There is more I could tell you. My skeletons. I have too much shame to even say to you.
Maybe this is true repentance. The crumbling of ego.
I am sorry for everything I have done that wasn’t good and whole. So very sorry.
Deep feeling, CONNECTED to the actual events you're crying (or whatever) about, is actually healing.
Trauma -- feelings too painful to feel at the time, which get repressed (and you may or may not have access to memory about them) -- doesn't just fade away because by definition it's powerfully threatening, and continuously seeks to rise to full consciousness so the threat can be addressed -- even though the threat is now over.

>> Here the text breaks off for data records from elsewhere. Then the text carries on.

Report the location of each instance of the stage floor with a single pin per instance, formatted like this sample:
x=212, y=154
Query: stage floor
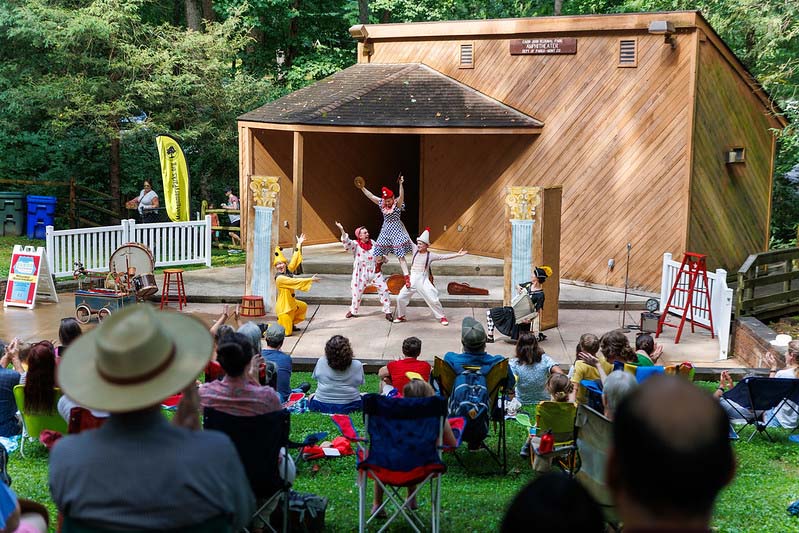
x=375, y=340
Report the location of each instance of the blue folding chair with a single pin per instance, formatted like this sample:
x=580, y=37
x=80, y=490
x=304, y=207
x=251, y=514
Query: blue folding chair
x=403, y=449
x=761, y=395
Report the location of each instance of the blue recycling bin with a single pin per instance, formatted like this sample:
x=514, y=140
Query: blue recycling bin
x=41, y=213
x=12, y=213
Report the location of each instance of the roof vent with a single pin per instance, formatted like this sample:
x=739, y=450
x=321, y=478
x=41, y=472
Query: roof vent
x=628, y=52
x=467, y=55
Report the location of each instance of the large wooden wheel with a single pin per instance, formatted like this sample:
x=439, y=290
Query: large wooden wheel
x=83, y=314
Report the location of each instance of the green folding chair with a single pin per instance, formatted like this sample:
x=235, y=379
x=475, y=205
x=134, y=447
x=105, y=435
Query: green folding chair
x=557, y=417
x=32, y=424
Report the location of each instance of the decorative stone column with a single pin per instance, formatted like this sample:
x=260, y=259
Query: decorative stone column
x=521, y=207
x=532, y=238
x=265, y=191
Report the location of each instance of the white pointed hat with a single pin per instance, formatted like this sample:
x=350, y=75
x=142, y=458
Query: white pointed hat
x=424, y=237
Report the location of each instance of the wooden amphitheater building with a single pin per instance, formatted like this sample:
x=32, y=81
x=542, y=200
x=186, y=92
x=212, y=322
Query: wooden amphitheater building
x=656, y=132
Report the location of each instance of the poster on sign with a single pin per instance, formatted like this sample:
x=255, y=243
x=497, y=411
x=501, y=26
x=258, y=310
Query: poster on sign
x=28, y=276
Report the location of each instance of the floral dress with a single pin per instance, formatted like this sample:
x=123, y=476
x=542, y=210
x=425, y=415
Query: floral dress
x=393, y=238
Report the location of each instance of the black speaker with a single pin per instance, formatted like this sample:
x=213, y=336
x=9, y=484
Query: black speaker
x=649, y=322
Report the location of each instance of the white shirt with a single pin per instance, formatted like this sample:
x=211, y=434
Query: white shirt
x=146, y=200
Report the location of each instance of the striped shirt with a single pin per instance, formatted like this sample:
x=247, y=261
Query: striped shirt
x=239, y=397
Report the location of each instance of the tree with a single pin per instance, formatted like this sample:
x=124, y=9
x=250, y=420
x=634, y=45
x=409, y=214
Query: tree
x=95, y=72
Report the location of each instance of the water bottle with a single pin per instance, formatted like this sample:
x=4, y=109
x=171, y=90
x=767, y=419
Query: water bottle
x=547, y=443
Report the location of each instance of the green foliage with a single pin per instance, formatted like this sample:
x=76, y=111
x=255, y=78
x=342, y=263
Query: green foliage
x=73, y=75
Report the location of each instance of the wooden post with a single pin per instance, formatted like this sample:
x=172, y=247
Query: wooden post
x=73, y=207
x=297, y=168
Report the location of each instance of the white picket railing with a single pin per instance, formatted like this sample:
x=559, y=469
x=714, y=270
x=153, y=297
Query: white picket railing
x=721, y=298
x=172, y=243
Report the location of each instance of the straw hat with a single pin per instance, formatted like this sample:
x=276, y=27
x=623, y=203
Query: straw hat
x=782, y=340
x=135, y=359
x=279, y=257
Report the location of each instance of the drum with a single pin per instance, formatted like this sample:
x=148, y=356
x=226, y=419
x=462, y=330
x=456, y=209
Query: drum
x=132, y=257
x=523, y=310
x=144, y=285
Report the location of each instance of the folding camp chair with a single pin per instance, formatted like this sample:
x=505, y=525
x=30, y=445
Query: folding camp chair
x=443, y=375
x=759, y=396
x=32, y=424
x=594, y=437
x=258, y=440
x=557, y=417
x=404, y=449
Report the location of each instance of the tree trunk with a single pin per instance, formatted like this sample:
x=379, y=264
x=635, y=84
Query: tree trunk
x=208, y=10
x=193, y=15
x=113, y=175
x=294, y=28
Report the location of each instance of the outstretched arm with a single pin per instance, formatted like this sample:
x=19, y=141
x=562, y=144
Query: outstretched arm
x=401, y=197
x=371, y=196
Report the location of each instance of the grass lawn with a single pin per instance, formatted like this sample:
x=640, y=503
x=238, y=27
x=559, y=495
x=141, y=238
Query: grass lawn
x=219, y=258
x=766, y=481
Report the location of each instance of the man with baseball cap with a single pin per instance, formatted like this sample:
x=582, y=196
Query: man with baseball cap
x=138, y=471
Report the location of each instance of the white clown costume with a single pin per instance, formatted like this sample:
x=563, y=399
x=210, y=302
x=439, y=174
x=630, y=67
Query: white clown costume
x=420, y=281
x=365, y=273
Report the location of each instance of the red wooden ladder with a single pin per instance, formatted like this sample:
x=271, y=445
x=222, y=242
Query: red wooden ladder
x=694, y=266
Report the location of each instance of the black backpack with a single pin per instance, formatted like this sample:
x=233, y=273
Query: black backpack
x=470, y=400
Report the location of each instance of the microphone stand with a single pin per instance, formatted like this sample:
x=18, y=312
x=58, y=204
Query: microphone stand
x=624, y=315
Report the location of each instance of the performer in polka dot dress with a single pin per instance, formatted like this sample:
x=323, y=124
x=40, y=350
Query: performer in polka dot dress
x=365, y=270
x=393, y=238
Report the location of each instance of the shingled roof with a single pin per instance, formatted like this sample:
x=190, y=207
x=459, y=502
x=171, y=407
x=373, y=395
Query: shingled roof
x=409, y=95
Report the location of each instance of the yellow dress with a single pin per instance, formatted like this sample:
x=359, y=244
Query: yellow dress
x=288, y=309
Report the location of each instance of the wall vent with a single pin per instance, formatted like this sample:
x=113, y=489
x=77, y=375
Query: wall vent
x=466, y=55
x=628, y=52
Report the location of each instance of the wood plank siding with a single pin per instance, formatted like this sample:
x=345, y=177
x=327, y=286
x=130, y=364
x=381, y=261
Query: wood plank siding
x=729, y=216
x=614, y=139
x=638, y=151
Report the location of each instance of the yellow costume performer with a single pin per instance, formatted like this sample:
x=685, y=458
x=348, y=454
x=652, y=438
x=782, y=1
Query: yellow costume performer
x=288, y=309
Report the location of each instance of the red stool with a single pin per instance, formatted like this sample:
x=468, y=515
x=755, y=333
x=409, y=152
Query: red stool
x=173, y=289
x=252, y=306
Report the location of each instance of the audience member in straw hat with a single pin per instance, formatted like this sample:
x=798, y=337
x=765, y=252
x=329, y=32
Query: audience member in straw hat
x=138, y=471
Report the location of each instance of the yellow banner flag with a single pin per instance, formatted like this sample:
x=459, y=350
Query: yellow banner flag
x=176, y=178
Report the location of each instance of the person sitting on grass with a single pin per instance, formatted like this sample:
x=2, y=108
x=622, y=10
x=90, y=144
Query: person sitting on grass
x=274, y=336
x=615, y=348
x=9, y=378
x=662, y=432
x=785, y=415
x=415, y=388
x=39, y=380
x=394, y=374
x=338, y=377
x=238, y=393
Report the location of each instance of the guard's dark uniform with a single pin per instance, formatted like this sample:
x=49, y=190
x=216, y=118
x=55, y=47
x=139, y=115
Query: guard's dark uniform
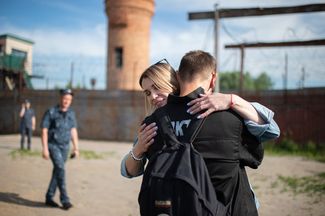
x=59, y=126
x=218, y=142
x=26, y=127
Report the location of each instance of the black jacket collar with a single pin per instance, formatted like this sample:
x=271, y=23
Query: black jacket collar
x=185, y=99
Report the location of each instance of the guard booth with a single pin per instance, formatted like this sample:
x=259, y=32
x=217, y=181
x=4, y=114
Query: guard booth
x=15, y=62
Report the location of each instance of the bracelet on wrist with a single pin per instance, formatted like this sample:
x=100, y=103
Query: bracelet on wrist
x=231, y=101
x=134, y=157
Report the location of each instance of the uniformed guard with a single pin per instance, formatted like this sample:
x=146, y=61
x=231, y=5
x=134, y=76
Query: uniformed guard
x=59, y=126
x=27, y=123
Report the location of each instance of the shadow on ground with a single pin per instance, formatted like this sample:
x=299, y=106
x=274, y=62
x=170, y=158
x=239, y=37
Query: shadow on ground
x=16, y=199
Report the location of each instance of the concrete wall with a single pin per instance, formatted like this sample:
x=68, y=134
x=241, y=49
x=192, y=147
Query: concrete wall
x=100, y=115
x=116, y=115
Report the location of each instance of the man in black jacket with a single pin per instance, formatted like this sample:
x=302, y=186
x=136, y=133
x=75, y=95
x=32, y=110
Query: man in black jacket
x=221, y=138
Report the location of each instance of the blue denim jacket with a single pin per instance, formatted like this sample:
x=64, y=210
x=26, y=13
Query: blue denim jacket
x=264, y=132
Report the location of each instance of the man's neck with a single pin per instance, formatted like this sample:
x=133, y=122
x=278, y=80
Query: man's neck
x=187, y=88
x=63, y=109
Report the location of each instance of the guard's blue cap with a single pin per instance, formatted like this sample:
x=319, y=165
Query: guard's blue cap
x=66, y=91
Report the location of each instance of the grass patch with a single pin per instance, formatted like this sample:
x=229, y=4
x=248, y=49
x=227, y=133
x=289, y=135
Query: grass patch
x=287, y=146
x=311, y=185
x=24, y=153
x=88, y=154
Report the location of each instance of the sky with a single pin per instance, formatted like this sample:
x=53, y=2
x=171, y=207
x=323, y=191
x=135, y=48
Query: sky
x=74, y=32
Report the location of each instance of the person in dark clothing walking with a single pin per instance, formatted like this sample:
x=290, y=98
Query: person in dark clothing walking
x=221, y=138
x=59, y=126
x=27, y=124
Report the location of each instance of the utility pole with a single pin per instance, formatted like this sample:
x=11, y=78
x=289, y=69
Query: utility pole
x=285, y=75
x=219, y=14
x=216, y=44
x=302, y=79
x=71, y=75
x=241, y=82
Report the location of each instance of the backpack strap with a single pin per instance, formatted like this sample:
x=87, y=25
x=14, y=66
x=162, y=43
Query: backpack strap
x=165, y=126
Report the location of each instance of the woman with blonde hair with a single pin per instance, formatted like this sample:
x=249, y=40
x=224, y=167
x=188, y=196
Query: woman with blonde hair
x=160, y=80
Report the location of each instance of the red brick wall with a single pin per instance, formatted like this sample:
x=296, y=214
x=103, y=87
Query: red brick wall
x=116, y=115
x=129, y=28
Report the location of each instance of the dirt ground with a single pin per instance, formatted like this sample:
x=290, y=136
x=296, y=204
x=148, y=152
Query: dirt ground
x=96, y=187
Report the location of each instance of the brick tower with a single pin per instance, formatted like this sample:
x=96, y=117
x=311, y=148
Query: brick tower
x=128, y=42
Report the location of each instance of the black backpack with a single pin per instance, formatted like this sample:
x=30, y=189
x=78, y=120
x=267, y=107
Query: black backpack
x=176, y=180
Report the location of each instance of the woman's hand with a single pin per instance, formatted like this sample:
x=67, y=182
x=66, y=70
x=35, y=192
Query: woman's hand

Defenses work to prevent full consciousness, but the feeling and the defenses against the feeling leak out into actions, thoughts, physical symptoms, attitudes, and so on.
Smoking, drinking, buying stuff we don't need, sex with strangers, anger aimed at people who don't deserve it, panic attacks, depression, and a thousand other things are among the results and "strategies" of repressed feeling. In every case the engine powering it all is pain of one sort or another. Old trauma is something the system strongly wants to avoid but can't; it doesn't really matter what the details are (except to the person him/herself).
Deeply connecting to whatever experience is being repressed -- not just talking about it or "understanding" it -- defuses both the feeling and the problems it causes. Your system is no longer trying to repress a painful or threatening experience that desperately NEEDS to reach full consciousness, because you HAVE BECOME CONSCIOUS of it. Not just aware of it, but deeply, fully conscious of it. "Message delivered", at last. The four-alarm fire the system needed to respond to has been taken care of.
If you have someone you trust who you can talk to about your feelings, that can be a big help. They need to listen and do almost nothing else; they aren't there to give you advice or anything like that but to just be a supportive presence while you go through a difficult process.
Caveat: as with anything we do (or choose NOT to do), there are dangers in opening up to deep feeling. Of course, not opening up means you don't ever really get better, which has plenty of danger of its own.
Few people ever go through this process, and nearly all forms of therapy focus (whether they admit it or not) on improving the symptoms instead of addressing the underlying problem. Indeed, some things are far better, even far healthier, as defenses than others. Stop smoking (and maybe take up an exercise routine) for example. For some people, that works well enough to be worthwhile -- reducing lung cancer risk is not a bad thing! But there are people for whom swapping harmful symptoms for positive ones (or at least less-harmful ones) isn't enough.
You might be one of those people.
Either way, I wish you well on your journey through life.